Our construction of the Medicare Data on Physician Practice and Specialty (MD-PPAS) enabled identification of hospitalists based on the attending physician for Medicare admissions (medical and surgical) in 2009 and 2011.
In 2011, hospitalists constituted 13.3% of physicians who designated their specialty as primary care and 4.4% of all physicians serving Medicare beneficiaries. Compared to other physicians, hospitalists were more likely to be female, under forty, and in large practices. More than a quarter of Medicare admissions had a hospitalist as the attending physician, though the rate was substantially higher for medical than surgical admissions (31.8% versus 11.3%). Between 2009 and 2011, the percentage of medical admissions with a hospitalist as the attending physician increased by roughly a quarter (from 25.7% to 31.8%).

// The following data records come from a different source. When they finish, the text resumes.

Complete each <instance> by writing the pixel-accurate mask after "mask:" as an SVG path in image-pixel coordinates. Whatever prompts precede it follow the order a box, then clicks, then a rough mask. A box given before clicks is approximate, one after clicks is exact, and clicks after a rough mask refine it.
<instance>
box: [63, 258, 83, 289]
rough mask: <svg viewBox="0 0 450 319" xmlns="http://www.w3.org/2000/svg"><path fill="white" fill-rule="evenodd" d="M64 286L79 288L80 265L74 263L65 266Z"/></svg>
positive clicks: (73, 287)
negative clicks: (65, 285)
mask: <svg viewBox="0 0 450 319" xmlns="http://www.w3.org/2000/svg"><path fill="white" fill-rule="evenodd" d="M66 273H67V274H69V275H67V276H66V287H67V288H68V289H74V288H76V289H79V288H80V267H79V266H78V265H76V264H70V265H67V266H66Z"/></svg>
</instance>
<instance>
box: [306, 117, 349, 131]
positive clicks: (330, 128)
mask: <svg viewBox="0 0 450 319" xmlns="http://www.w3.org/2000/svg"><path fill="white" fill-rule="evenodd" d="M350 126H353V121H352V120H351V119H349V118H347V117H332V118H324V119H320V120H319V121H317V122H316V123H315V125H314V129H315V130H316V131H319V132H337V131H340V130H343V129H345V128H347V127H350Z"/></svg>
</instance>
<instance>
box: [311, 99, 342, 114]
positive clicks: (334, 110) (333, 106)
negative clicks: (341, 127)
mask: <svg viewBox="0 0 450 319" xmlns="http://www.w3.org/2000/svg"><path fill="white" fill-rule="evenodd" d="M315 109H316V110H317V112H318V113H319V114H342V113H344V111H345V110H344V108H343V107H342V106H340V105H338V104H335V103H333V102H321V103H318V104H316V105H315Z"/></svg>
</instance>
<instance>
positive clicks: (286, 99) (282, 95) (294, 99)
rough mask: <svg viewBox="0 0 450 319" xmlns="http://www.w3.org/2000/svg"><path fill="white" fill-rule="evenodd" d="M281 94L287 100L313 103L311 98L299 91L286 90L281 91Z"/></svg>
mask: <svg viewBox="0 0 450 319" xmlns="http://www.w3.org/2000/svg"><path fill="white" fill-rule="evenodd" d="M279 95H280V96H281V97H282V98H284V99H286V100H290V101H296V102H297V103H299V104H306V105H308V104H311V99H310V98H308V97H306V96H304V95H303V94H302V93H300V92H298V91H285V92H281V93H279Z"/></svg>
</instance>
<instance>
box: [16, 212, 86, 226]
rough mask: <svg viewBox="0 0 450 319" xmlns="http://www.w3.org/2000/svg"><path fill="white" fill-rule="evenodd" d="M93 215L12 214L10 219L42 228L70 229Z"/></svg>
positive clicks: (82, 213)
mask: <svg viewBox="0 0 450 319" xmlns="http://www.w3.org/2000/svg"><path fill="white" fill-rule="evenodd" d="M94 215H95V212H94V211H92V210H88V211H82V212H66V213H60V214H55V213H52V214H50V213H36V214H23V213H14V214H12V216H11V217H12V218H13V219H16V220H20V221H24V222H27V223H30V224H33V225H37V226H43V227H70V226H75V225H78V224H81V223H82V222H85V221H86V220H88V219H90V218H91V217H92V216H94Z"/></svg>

This analysis provides a more current and complete estimate of the use of hospitalists by the Medicare population than is available from prior studies. The ability to identify hospitalists from claims data will facilitate research on the impact of hospitalist use on quality and cost.
描述为医疗保险受益人服务的住院医师的特征。
2009年和2011年的医疗保险理赔数据与医师特征的提供者注册、连锁和所有权系统文件合并。
我们构建的医疗保险医师执业与专业数据(MD-PPAS)能够根据2009年和2011年医疗保险住院(内科和外科)的主治医生来识别住院医师。
2011年,住院医师占将其专业指定为初级保健的医师的13.3%,占为医疗保险受益人服务的所有医师的4.4%。与其他医师相比,住院医师更有可能是女性、年龄在40岁以下且在大型医疗机构工作。超过四分之一的医疗保险住院病例的主治医生是住院医师,不过内科住院病例的这一比例远高于外科住院病例(31.8%对11.3%)。2009年至2011年期间,内科住院病例中主治医生为住院医师的比例增加了约四分之一(从25.7%增至31.8%)。
与先前的研究相比,本分析对医疗保险人群使用住院医师的情况提供了更及时、更完整的估计。从理赔数据中识别住院医师的能力将有助于研究使用住院医师对质量和成本的影响。